On December 22, 2017, the Tax Cuts and Jobs Act of 2017 (the "Tax Act") was signed into law making significant changes to the Internal Revenue Code ("IRC"). Changes include, but are not limited to, a federal corporate tax rate decrease from 35% to 21% for tax years beginning after December 31, 2017, the transition of U.S. international taxation from a worldwide tax system to a territorial system and a one-time transition tax on the mandatory deemed repatriation of foreign earnings. The Company's fourth quarter 2017 provision for income taxes was reduced by $1,056 (comprised of a $1,548 reduction in income tax expense recorded in connection with the remeasurement of deferred tax assets and liabilities and $492 of additional income tax expense recorded in connection with the transition tax on the mandatory deemed repatriation of foreign earnings) due to applying the provisions of the Tax Act.  During 2018, the Company revised its estimate of the one-time transition tax from $492 to $1,727 and the additional $1,235 is included in income tax expense in the third quarter of 2018.

The Tax Act also repealed the Domestic Production Activities Deduction ("DPAD") provided under IRC §199 for tax years beginning after December 31, 2017.  As such, no DPAD benefit is reflected in the nine-month period ended September 30, 2018.  The DPAD benefit reduced income tax expense by $1,216 for the nine-month period ended September 30, 2017.

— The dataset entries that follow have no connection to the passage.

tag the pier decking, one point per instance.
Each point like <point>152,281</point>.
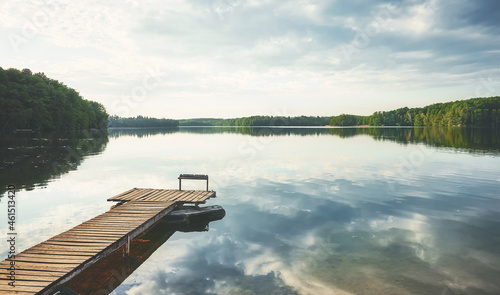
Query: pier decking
<point>55,261</point>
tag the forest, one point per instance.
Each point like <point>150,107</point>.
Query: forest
<point>260,121</point>
<point>141,122</point>
<point>36,102</point>
<point>477,112</point>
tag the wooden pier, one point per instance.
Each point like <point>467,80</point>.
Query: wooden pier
<point>55,261</point>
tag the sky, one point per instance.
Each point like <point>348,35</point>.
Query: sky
<point>233,58</point>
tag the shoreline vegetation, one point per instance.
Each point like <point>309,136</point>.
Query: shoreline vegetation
<point>474,112</point>
<point>35,103</point>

In March 2018, the FASB issued ASU No. 2018-05 "Income Taxes (Topic 740), amendments to SEC Paragraphs Pursuant to SEC Staff Accounting Bulletin No. 118 (SEC Update)", which addresses the accounting and disclosures around the enactment of the Tax Act and SAB 118, which was issued in December 2017. SAB 118 was issued to address the application of U.S. GAAP in situations when a registrant does not have the necessary information available, prepared, or analyzed (including computations) in reasonable detail to complete the accounting for certain income tax effects of the Tax Act. In accordance with SAB 118, the Company determined that the $492 of additional income tax liability recorded at December 31, 2017 due to the provisions of the Tax Act was a provisional amount and constituted a reasonable estimate based upon the best information currently available.  During the third quarter of 2018, the Company revised its estimate of the one-time transition tax from $492 to $1,727.

In addition to providing for a territorial tax system, beginning in 2018 the Tax Act also includes two new U.S. tax base erosion provisions: the global intangible low-taxed income ("GILTI") provisions and the base-erosion and anti-abuse tax ("BEAT") provisions.

The GILTI provisions require the Company to include, in its U.S. federal income tax return, foreign subsidiary earnings in excess of an allowable return on the foreign subsidiary's tangible assets. The Company elected to account for GILTI tax in the period in which it is incurred, and, therefore, did not provide any deferred tax impacts of GILTI in its consolidated financial statements as of December 31, 2017; however, a reasonable estimate of its impact has been included in the Company's effective tax rate for the three and nine-month periods ended September 30, 2018.

The BEAT provisions in the Tax Act eliminates the deduction of certain base-erosion payments made to related foreign corporations and imposes a minimum tax, if greater than regular tax. The Company does not expect it will be subject to this tax, and, therefore, has not included any tax impact of BEAT in its consolidated financial statements for the nine-month period ended September 30, 2018.

The Tax Act also provides for a new U.S. tax deduction, the foreign-derived intangible income ("FDII") provision.  The FDII provision allows the Company to claim a deduction, in its U.S. federal income tax return, based upon a percentage of calculated taxable income from foreign-derived intangible income.  A reasonable estimate of its impact has been included in the Company's effective tax rate for the three and nine-month periods ended September 30, 2018.